Gold filled is a layer of gold pressure bonded to a base metal, typically a jewelers' brass. It is becoming a very popular alternative to solid gold, because its more durable, more affordable, and more versatile for different lifestyle and activities. Gold filled is different than gold-plated in several ways:
Gold filled contains a substantial layer of 14kt gold, rather than a microscopic layer of gold plating (or gold dipped). Gold filled is required by law to have at least 5% or 1/20 of gold by weight. Consequently, gold filled is worth more and maintains its value better than gold plated, which has a minimal amount of gold.
The process of pressure bonding makes the jewelry tarnish and chip resistant, unlike gold plating. This is why gold-filled jewelry is about double the price of gold-plated jewelry. A gold-filled finish will not flake off or chip and is tarnish resistant, if properly maintain and cleaned.
Although gold filled will maintain its shine and will resist tarnish, following these best practices will ensure a long, beautiful life of your piece:
Remove jewelry during physical activities (running, crossfit, gardening, hiking, swimming, household chores, etc.)
Remove jewelry when using chemicals: shampoos, harsh soaps, lotions, makeup, hairspray, etc. Even some household items and foods that contain sulfur should be avoided whenever possible.
Avoid prolonged exposure to chlorine, pools, hot tubs or spas.
Avoid abrasive materials like a terry cloth, bath towel, and shirt to polish your jewelry. Even tissues or paper towels are micro-abrasive and should be avoided.
Store your jewelry in a dry, air-tight area (e.g. ziploc bag). Always clean your piece before storing. Use a generic micro fiber cloth or lens cloth to remove any oxidation or tarnish marks. Gently rub across the surface until the shine has been restored. Occasionally, remove skin oils by rinsing with warm water and buffing with a soft cloth or microfiber fabric.
Regularly clean your jewelry using mild soap. Pat dry. DO NOT rub.

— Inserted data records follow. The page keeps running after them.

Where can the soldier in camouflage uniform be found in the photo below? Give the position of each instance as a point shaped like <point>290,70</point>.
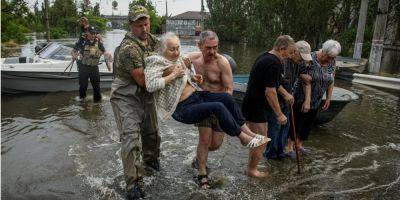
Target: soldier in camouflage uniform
<point>90,50</point>
<point>133,106</point>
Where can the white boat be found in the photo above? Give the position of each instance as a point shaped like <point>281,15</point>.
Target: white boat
<point>45,72</point>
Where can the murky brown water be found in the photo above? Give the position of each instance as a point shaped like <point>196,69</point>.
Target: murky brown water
<point>54,147</point>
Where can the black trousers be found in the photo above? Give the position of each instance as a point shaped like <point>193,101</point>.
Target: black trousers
<point>303,122</point>
<point>89,72</point>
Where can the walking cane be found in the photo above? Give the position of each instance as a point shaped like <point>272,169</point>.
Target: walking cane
<point>295,140</point>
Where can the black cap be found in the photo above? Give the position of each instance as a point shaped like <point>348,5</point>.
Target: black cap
<point>91,29</point>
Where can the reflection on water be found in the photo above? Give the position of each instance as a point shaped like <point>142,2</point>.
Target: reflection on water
<point>55,147</point>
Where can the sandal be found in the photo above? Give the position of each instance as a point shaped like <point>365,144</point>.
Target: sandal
<point>257,141</point>
<point>203,181</point>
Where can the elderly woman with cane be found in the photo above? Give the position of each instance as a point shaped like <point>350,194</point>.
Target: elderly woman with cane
<point>306,107</point>
<point>179,95</point>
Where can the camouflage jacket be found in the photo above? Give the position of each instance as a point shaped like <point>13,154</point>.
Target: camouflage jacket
<point>131,55</point>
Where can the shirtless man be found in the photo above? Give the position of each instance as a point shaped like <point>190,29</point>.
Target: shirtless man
<point>217,77</point>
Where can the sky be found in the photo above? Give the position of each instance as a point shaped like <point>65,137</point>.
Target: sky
<point>175,7</point>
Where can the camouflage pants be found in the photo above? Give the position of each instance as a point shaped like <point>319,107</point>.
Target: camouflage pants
<point>135,115</point>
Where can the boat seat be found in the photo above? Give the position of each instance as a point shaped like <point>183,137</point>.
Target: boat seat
<point>25,60</point>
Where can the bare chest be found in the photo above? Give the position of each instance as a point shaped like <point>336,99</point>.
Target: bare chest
<point>211,73</point>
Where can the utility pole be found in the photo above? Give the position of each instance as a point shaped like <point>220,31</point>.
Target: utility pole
<point>202,15</point>
<point>166,9</point>
<point>46,18</point>
<point>362,18</point>
<point>375,56</point>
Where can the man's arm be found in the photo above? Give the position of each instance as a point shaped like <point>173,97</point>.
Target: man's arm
<point>138,75</point>
<point>286,95</point>
<point>226,75</point>
<point>75,50</point>
<point>272,99</point>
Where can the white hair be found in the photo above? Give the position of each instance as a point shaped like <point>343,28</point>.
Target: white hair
<point>163,40</point>
<point>331,48</point>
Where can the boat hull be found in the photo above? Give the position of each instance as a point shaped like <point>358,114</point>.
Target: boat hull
<point>20,82</point>
<point>340,98</point>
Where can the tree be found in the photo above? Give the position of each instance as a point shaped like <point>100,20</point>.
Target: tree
<point>14,22</point>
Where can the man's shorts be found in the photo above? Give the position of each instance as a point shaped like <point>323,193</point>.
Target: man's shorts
<point>210,122</point>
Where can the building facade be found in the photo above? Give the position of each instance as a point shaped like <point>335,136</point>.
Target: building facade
<point>186,24</point>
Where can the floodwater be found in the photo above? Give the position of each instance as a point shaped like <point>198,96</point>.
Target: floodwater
<point>54,147</point>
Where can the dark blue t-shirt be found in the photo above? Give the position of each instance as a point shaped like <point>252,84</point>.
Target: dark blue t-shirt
<point>266,72</point>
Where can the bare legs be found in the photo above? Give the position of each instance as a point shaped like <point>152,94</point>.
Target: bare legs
<point>208,141</point>
<point>255,154</point>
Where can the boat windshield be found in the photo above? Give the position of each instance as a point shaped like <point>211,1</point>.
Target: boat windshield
<point>55,51</point>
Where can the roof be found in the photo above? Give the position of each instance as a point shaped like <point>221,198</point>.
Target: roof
<point>191,15</point>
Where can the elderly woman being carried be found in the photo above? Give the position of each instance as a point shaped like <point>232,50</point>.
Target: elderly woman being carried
<point>179,96</point>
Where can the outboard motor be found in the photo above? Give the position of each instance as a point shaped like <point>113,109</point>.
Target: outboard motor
<point>39,47</point>
<point>231,61</point>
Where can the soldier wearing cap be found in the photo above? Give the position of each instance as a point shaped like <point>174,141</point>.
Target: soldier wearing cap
<point>133,106</point>
<point>90,50</point>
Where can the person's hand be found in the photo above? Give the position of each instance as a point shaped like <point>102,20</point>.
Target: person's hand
<point>305,107</point>
<point>169,70</point>
<point>187,62</point>
<point>282,119</point>
<point>326,105</point>
<point>198,78</point>
<point>289,99</point>
<point>178,72</point>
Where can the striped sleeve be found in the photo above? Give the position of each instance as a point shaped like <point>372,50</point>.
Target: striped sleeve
<point>153,74</point>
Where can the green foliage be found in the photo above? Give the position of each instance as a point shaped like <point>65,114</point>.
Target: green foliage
<point>14,24</point>
<point>260,22</point>
<point>98,22</point>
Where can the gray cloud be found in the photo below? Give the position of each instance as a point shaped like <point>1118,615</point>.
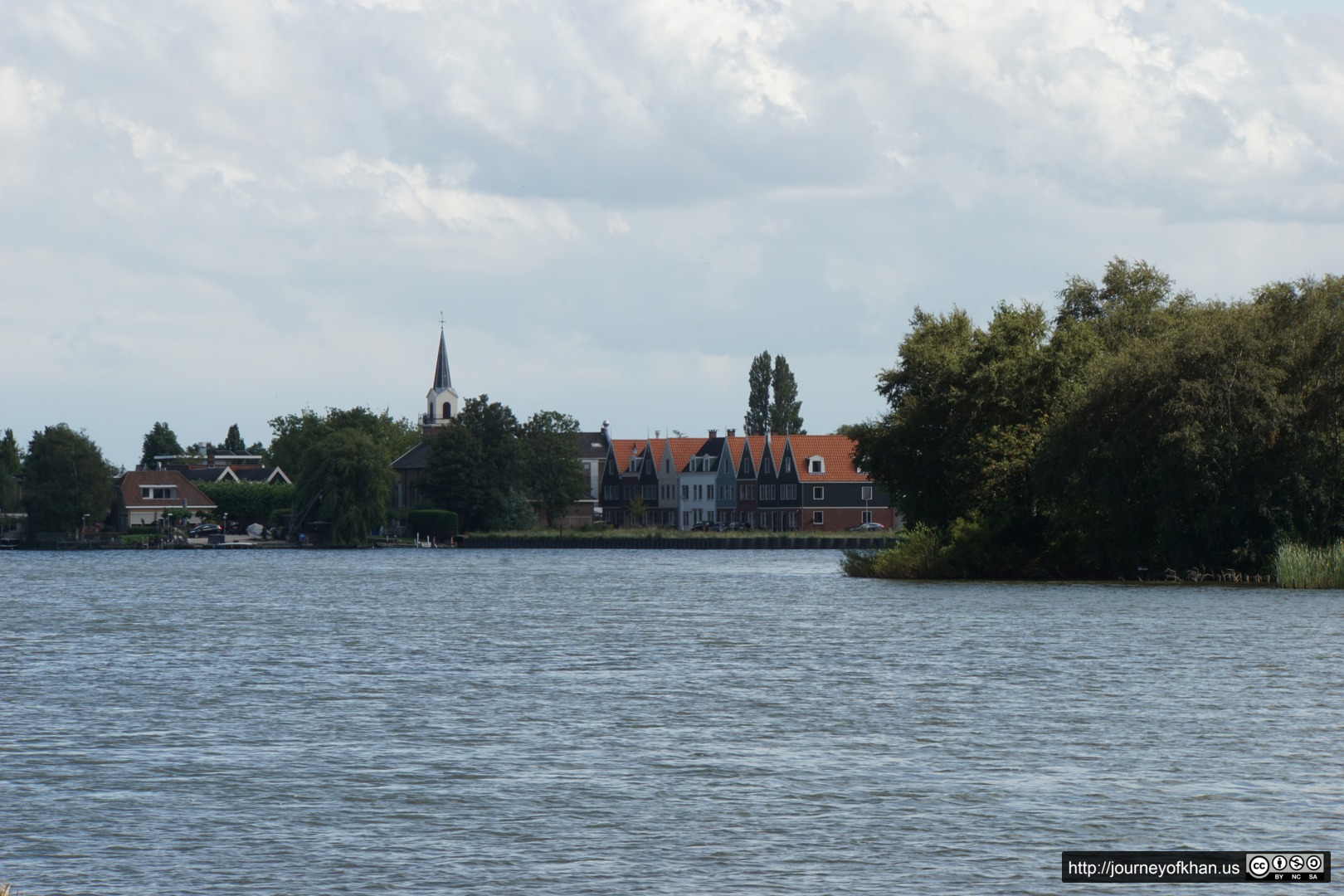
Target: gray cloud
<point>617,203</point>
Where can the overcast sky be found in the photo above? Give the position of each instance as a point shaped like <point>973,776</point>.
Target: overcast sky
<point>221,212</point>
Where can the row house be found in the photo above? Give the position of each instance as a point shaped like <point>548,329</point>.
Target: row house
<point>796,483</point>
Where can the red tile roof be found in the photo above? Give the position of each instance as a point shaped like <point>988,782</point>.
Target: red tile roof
<point>132,483</point>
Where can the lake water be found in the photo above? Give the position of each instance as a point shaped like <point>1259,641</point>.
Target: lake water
<point>640,722</point>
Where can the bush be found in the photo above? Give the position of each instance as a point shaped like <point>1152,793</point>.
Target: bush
<point>440,525</point>
<point>916,555</point>
<point>249,501</point>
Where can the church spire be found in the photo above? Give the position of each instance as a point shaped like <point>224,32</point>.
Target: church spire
<point>442,379</point>
<point>441,401</point>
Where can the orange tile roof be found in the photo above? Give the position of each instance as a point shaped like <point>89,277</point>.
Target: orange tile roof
<point>836,453</point>
<point>134,480</point>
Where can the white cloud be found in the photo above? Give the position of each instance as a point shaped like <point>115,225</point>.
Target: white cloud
<point>611,197</point>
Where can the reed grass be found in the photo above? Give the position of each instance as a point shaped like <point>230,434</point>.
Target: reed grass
<point>1298,566</point>
<point>916,555</point>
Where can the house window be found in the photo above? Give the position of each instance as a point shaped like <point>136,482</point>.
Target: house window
<point>158,494</point>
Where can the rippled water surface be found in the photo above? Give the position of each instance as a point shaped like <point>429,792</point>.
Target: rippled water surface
<point>639,722</point>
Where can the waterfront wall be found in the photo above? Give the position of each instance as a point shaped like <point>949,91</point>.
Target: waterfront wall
<point>656,543</point>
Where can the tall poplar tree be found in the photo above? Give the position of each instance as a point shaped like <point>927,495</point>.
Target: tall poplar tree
<point>65,479</point>
<point>234,441</point>
<point>758,399</point>
<point>785,410</point>
<point>11,464</point>
<point>158,441</point>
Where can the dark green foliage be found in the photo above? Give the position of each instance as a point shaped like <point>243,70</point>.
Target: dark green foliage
<point>11,465</point>
<point>158,441</point>
<point>1144,429</point>
<point>296,434</point>
<point>552,462</point>
<point>785,407</point>
<point>65,477</point>
<point>440,525</point>
<point>249,501</point>
<point>757,421</point>
<point>353,475</point>
<point>474,464</point>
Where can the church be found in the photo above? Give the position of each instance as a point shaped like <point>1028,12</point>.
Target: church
<point>441,405</point>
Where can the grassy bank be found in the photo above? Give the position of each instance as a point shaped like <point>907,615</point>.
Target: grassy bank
<point>1298,566</point>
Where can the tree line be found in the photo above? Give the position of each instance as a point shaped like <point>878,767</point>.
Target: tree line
<point>492,470</point>
<point>1135,429</point>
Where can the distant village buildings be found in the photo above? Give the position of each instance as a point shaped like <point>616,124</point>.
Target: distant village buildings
<point>777,483</point>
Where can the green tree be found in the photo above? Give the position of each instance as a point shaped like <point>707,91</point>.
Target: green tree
<point>475,464</point>
<point>249,501</point>
<point>350,476</point>
<point>11,465</point>
<point>635,511</point>
<point>785,407</point>
<point>65,477</point>
<point>758,397</point>
<point>918,449</point>
<point>296,434</point>
<point>158,441</point>
<point>455,475</point>
<point>552,462</point>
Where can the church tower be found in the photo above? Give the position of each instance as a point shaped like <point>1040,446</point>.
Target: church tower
<point>441,398</point>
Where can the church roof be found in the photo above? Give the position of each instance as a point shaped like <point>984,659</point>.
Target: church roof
<point>442,379</point>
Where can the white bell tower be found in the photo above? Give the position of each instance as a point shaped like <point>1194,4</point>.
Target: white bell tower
<point>441,399</point>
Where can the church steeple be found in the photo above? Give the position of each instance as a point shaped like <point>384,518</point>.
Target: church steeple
<point>442,379</point>
<point>442,397</point>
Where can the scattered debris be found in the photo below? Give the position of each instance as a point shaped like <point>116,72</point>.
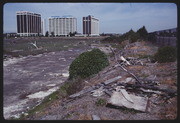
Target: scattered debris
<point>98,92</point>
<point>34,44</point>
<point>96,117</point>
<point>124,60</point>
<point>112,80</point>
<point>65,74</point>
<point>123,99</point>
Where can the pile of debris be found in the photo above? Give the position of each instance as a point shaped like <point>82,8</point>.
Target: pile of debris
<point>132,93</point>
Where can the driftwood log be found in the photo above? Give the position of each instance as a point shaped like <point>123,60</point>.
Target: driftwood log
<point>139,84</point>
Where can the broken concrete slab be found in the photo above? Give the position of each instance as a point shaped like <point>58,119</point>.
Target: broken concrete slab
<point>131,101</point>
<point>112,80</point>
<point>98,92</point>
<point>96,117</point>
<point>81,92</point>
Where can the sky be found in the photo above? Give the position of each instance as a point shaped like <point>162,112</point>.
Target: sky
<point>113,17</point>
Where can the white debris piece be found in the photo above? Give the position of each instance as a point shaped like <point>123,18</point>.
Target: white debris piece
<point>128,79</point>
<point>112,80</point>
<point>65,74</point>
<point>126,95</point>
<point>98,92</point>
<point>95,117</point>
<point>42,94</point>
<point>121,99</point>
<point>123,59</point>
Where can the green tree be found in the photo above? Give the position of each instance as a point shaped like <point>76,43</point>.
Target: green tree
<point>52,34</point>
<point>143,33</point>
<point>88,63</point>
<point>47,34</point>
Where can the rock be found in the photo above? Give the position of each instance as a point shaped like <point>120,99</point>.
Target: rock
<point>98,92</point>
<point>95,117</point>
<point>81,92</point>
<point>128,79</point>
<point>123,99</point>
<point>112,80</point>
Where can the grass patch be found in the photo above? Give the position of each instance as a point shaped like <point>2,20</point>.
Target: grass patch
<point>23,46</point>
<point>68,88</point>
<point>88,63</point>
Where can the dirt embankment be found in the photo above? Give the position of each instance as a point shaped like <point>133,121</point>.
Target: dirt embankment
<point>95,104</point>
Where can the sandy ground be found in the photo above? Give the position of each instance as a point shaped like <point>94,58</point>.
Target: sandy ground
<point>28,80</point>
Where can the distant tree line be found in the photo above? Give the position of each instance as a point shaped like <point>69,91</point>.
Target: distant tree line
<point>131,35</point>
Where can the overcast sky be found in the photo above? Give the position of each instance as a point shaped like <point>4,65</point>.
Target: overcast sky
<point>113,17</point>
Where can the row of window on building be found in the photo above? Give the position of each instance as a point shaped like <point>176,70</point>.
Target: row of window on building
<point>31,24</point>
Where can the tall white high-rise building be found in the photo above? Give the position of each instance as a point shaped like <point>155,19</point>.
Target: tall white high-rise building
<point>43,27</point>
<point>62,26</point>
<point>28,23</point>
<point>90,26</point>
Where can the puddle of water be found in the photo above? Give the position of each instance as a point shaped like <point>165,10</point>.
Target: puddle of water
<point>42,94</point>
<point>14,108</point>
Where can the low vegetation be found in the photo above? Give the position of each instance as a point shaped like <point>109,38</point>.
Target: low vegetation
<point>131,35</point>
<point>88,63</point>
<point>165,54</point>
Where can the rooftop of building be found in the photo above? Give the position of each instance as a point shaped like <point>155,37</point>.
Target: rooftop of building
<point>64,16</point>
<point>26,12</point>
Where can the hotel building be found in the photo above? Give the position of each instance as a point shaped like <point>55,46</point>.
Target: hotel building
<point>90,26</point>
<point>62,26</point>
<point>28,23</point>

Again, take extra care around perspiration, salt, chlorine, perfume, lotions, and makeup as they can damage fine jewelry. Jewelry like chokers and bracelets, which are tight against the skin, are prone to more contact and may need to be cleaned more frequently.
Although rare, sometimes individual body chemistries can react with the metal and cause a reaction. Pregnancy, thyroid disorders, hormone levels, medications and more can affect body alkalinity versus acidity, and may cause a reaction with your piece. It’s definitely a wild-card and is based on the individual!